Schlagwort: Gesellschaft

  • Auf 2026 – es kann nur besser werden

    Das Jahr ist keine Woche alt und der Punk geht bereits ab.
    Ein beachtliches Tempo, selbst für ambitionierte Verhältnisse.
    Wehe, wehe, wenn ich auf das Ende sehe.
    Aber fürs Erste genießen wir das Konzert: zwei der größenwahnsinnigsten Menschen, die je gelebt haben – flankiert von einer Figur aus einem Kinderroman. Dramaturgisch sauber, inhaltlich gewagt.
    Auf 2026.
    Es kann eigentlich nur besser werden.
    Eigentlich.

  • Mecker, Mecker und die andren sind schuld…

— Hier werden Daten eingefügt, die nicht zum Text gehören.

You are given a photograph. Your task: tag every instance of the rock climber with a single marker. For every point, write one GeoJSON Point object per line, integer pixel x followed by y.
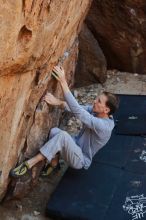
{"type": "Point", "coordinates": [77, 151]}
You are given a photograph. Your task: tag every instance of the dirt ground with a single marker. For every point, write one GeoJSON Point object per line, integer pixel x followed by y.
{"type": "Point", "coordinates": [33, 206]}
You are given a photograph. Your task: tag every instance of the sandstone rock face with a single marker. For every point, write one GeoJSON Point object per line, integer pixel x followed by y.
{"type": "Point", "coordinates": [34, 35]}
{"type": "Point", "coordinates": [120, 28]}
{"type": "Point", "coordinates": [91, 66]}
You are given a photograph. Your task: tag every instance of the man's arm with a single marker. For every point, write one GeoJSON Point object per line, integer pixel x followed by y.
{"type": "Point", "coordinates": [84, 116]}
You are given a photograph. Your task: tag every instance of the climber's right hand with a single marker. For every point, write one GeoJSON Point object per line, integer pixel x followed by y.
{"type": "Point", "coordinates": [52, 100]}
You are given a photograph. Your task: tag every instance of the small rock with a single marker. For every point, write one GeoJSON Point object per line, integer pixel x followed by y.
{"type": "Point", "coordinates": [118, 79]}
{"type": "Point", "coordinates": [19, 207]}
{"type": "Point", "coordinates": [36, 213]}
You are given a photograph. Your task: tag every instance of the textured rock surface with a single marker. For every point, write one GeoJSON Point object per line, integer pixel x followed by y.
{"type": "Point", "coordinates": [120, 28]}
{"type": "Point", "coordinates": [91, 66]}
{"type": "Point", "coordinates": [34, 34]}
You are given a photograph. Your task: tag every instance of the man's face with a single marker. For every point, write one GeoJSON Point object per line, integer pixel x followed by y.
{"type": "Point", "coordinates": [99, 104]}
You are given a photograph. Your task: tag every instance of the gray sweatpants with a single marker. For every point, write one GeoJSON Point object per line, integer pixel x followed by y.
{"type": "Point", "coordinates": [61, 141]}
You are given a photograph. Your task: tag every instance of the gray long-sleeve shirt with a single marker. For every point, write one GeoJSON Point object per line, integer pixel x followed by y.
{"type": "Point", "coordinates": [95, 132]}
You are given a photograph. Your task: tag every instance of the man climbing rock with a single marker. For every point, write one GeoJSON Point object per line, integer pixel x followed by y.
{"type": "Point", "coordinates": [78, 152]}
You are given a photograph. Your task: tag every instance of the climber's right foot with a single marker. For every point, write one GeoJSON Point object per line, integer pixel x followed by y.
{"type": "Point", "coordinates": [20, 170]}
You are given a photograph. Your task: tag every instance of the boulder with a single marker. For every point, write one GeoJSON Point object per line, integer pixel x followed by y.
{"type": "Point", "coordinates": [34, 36]}
{"type": "Point", "coordinates": [120, 28]}
{"type": "Point", "coordinates": [91, 67]}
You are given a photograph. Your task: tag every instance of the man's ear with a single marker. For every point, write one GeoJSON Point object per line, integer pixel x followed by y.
{"type": "Point", "coordinates": [107, 110]}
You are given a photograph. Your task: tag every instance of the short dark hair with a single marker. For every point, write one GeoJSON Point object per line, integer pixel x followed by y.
{"type": "Point", "coordinates": [112, 102]}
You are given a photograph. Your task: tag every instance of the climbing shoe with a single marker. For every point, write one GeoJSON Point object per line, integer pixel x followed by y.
{"type": "Point", "coordinates": [20, 170]}
{"type": "Point", "coordinates": [49, 169]}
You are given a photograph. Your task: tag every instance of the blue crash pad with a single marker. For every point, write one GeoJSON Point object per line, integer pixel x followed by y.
{"type": "Point", "coordinates": [117, 173]}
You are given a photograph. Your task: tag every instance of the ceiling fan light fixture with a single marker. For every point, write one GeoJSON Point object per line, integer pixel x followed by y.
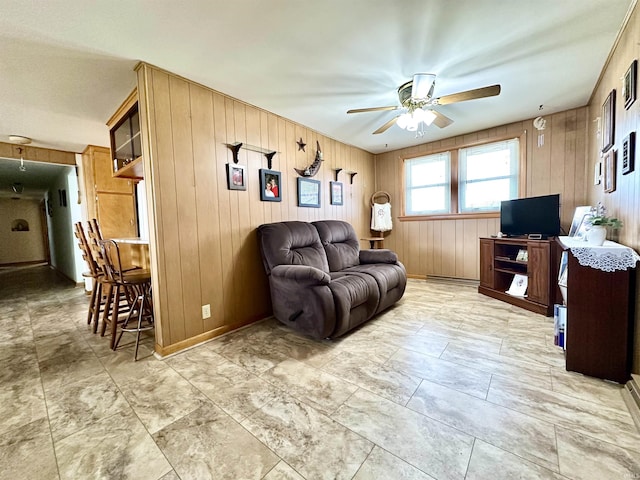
{"type": "Point", "coordinates": [411, 121]}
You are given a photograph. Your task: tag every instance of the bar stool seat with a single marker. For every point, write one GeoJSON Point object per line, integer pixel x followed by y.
{"type": "Point", "coordinates": [136, 285]}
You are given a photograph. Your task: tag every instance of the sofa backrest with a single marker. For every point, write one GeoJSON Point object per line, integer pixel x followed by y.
{"type": "Point", "coordinates": [291, 243]}
{"type": "Point", "coordinates": [340, 243]}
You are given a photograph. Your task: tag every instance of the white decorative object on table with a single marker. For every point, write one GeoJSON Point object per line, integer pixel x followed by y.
{"type": "Point", "coordinates": [596, 235]}
{"type": "Point", "coordinates": [608, 257]}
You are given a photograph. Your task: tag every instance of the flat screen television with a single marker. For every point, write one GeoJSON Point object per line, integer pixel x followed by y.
{"type": "Point", "coordinates": [531, 216]}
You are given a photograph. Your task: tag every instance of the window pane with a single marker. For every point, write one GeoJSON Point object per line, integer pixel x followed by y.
{"type": "Point", "coordinates": [429, 200]}
{"type": "Point", "coordinates": [486, 195]}
{"type": "Point", "coordinates": [428, 173]}
{"type": "Point", "coordinates": [488, 175]}
{"type": "Point", "coordinates": [427, 184]}
{"type": "Point", "coordinates": [489, 165]}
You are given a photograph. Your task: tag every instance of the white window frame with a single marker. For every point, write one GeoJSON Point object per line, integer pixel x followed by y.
{"type": "Point", "coordinates": [411, 186]}
{"type": "Point", "coordinates": [512, 145]}
{"type": "Point", "coordinates": [453, 213]}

    Wer kennt ihn nicht, diesen Satz:
    „Ich mache nichts falsch – und trotzdem gibt es ständig Streit oder Probleme.“


    An dieser Stelle eine meiner bevorzugten Metaphern: der Geisterfahrer.

    Wenn man auf der Autobahn unterwegs ist und einem ein Auto entgegenkommt, macht vermutlich dieser Fahrer etwas falsch.
    Fahren einem allerdings alle anderen Autos entgegen, dann lohnt es sich zumindest, die eigene Fahrtrichtung kurz zu überprüfen.

    Ist keine Anklage.
    Eher ein nüchterner Reality-Check – unbequem, aber statistisch schwer zu ignorieren.

  • Geschichte, Kuchen und Finanzen

    Neulich saßen wir bei Kaffee und Kuchen zusammen. Aus dem Radio kam etwas über Haushalt und Sparen, wie immer zuverlässig zur falschen Zeit. In der anschließenden, erstaunlich engagierten Diskussion landeten wir dann bei Diäten – da ließe sich schließlich auch sparen.
    Mit Kuchen vor uns.
    Mein Vater pflegte zu sagen: Geschichte wird nicht neu geschrieben, sie wiederholt sich nur. Mal schneller, mal langsamer.
    Man fragt sich unweigerlich, wo genau wir gerade stehen.
    Ich habe da eine leise, aber gut begründete Vermutung.

  • Nicht alles was glänzt ist Gold…

    Die Weihnachtszeit ist vorbei. Man packt seine Geschenke aus und stellt fest: Der Luxustee – auf elitäre Weise bio, nachhaltig, bekömmlich und fair – steckt in Plastik.
    Jeder einzelne Teebeutel natürlich auch. Kunststoff, versteht sich.
    Nicht wie bei den billigen, nicht ganz so moralisch ambitionierten Tees, die einfach in schlichten Papiertütchen kommen.
    Die brauchen offenbar weniger Verpackung, um sich gut zu fühlen.